Commenting on the U.S. stock market:
“Edward Yardeni, chief investment strategist at Yardeni Research, says his biggest fear is “that we have nothing to fear but the notion that there is nothing to fear.” A continued market “melt-up,” Yardeni says, would make him more “worried about a market meltdown.”” http://www.pnj.com/usatoday/article/3307177
“A stock market flashing its strongest breadth readings in 10 years is the main reason why Chris Verrone, an analyst at Strategas Research Partners, is shrugging off talk of an overbought market and betting that the market’ s momentum will continue through year-end.” http://www.thenorthwestern.com/usatoday/article/3287109
A study by Cornerstone Macro argues that few of the conditions that normally precede a major correction are actually in place. The two factors most prevalent at the start of every 15% correction of the past 40 years — tightening monetary policy and rising oil prices — are nowhere to be seen. The study indicates that valuation levels have virtually no correlation to forward one-year returns. Historically there have been more, and deeper, corrections in “cheap” markets than in “expensive” ones.
Commenting on Fed policies:
“One of the ways the Fed has tried to ignite growth is to try to goose up stock prices or real estate to create a wealth effect,” said Ned Davis of Ned Davis Research. But he told clients in a recent report that he’s not sure that’s stimulated growth, and “some people argue that all the zero interest rates on cash have done is to push stocks up into bubble territory.” http://www.heraldonline.com/2013/10/29/5351352/its-trick-or-treat-for-investors.html#storylink=cpy
Commenting on metals and mining:
“Ned Davis Research’s Neil Leeson and Wenbo Zhou have their eye on one of the nichiest of niche ETFs: The lithium fund. They’re less interested for the investment merits than for what it says about the [lithium] market. Chiefly: Users of lithium have been on a tear. But producers of the commodity are tough hit, to an equal or greater degree than other mining stocks.” http://blogs.barrons.com/focusonfunds/2013/10/29/buy-the-lithium-etf-maybe-not-but-heres-what-it-says-about-the-market/?mod=BOLBlog
Commenting on the Indian stock market:
“”We are still cautious on banking stocks,” Jim Walker, founder and managing director of Asianomics told ET NOW. Walker is a Hong Kong-based independent economist and investment strategist. “Concern still remains on bad loans in the banking sector.
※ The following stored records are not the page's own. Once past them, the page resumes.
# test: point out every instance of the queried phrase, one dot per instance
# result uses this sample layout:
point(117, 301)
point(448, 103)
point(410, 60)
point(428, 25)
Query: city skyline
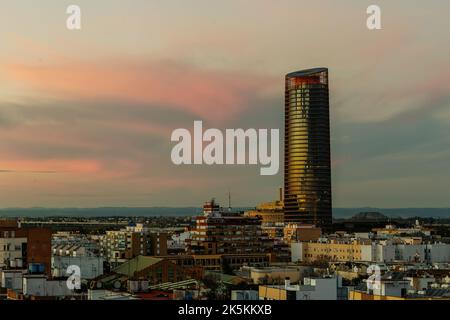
point(86, 116)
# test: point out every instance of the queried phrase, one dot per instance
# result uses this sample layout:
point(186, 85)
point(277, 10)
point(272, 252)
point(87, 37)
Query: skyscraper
point(307, 165)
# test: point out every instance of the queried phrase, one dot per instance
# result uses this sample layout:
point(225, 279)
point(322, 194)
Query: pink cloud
point(214, 96)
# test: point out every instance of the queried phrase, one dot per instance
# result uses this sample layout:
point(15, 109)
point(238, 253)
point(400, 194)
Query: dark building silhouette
point(307, 165)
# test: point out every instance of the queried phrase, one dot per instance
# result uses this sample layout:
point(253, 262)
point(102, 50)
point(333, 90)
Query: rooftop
point(307, 72)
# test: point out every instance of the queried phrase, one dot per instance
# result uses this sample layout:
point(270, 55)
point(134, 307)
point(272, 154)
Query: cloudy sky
point(86, 116)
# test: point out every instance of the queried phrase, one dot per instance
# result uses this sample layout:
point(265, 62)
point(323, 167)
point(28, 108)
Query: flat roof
point(306, 72)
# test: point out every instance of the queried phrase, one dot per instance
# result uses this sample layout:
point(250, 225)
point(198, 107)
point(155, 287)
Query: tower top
point(307, 72)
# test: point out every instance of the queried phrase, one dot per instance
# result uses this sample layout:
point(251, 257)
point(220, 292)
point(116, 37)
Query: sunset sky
point(86, 116)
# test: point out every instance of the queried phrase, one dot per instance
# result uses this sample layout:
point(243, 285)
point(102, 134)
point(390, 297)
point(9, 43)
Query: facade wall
point(91, 267)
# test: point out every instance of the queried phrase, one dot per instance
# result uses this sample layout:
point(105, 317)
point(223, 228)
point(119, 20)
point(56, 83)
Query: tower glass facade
point(307, 164)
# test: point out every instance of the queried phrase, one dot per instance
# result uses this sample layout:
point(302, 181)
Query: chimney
point(287, 283)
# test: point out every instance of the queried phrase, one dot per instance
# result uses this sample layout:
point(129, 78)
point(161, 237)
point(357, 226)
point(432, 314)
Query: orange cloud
point(214, 96)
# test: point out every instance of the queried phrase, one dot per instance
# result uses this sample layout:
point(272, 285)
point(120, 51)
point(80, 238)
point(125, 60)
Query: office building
point(307, 165)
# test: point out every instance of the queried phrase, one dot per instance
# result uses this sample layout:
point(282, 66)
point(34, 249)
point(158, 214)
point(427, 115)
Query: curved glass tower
point(307, 165)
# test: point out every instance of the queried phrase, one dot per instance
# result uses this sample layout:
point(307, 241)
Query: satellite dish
point(117, 284)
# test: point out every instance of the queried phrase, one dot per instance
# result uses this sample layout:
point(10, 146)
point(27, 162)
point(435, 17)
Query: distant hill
point(369, 216)
point(346, 213)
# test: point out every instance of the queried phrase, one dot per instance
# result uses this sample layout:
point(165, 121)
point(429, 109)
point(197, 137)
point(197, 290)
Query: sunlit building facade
point(307, 171)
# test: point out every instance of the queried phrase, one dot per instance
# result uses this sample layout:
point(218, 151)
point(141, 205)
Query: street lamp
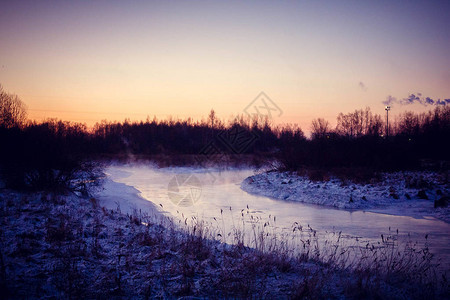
point(387, 109)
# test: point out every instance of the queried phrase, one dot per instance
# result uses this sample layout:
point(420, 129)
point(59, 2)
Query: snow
point(396, 193)
point(63, 246)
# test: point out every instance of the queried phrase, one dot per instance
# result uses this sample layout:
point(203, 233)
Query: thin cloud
point(415, 98)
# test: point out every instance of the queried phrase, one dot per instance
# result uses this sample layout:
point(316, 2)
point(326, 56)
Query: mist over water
point(224, 206)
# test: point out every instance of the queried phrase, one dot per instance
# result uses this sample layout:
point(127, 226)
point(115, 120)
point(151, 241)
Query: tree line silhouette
point(57, 153)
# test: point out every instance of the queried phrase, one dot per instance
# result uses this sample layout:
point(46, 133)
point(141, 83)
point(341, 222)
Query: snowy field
point(396, 193)
point(127, 242)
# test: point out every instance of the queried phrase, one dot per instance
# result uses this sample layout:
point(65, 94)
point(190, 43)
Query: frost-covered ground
point(395, 193)
point(56, 246)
India’s markets are going through a rough patch,” he said, adding that structural problems still remain high on India’s economy.” http://economictimes.indiatimes.com/markets/stocks/market-news/raghuram-rajan-works-his-magic-sensex-vaults-358-points/articleshow/24894856.cms
Commenting on infrastructure spending:
BCA Research noted that after the “austerity fervor” of the 2010 elections, Washington has seen a “sudden, steep drop” in building and restoring the nation’s infrastructure.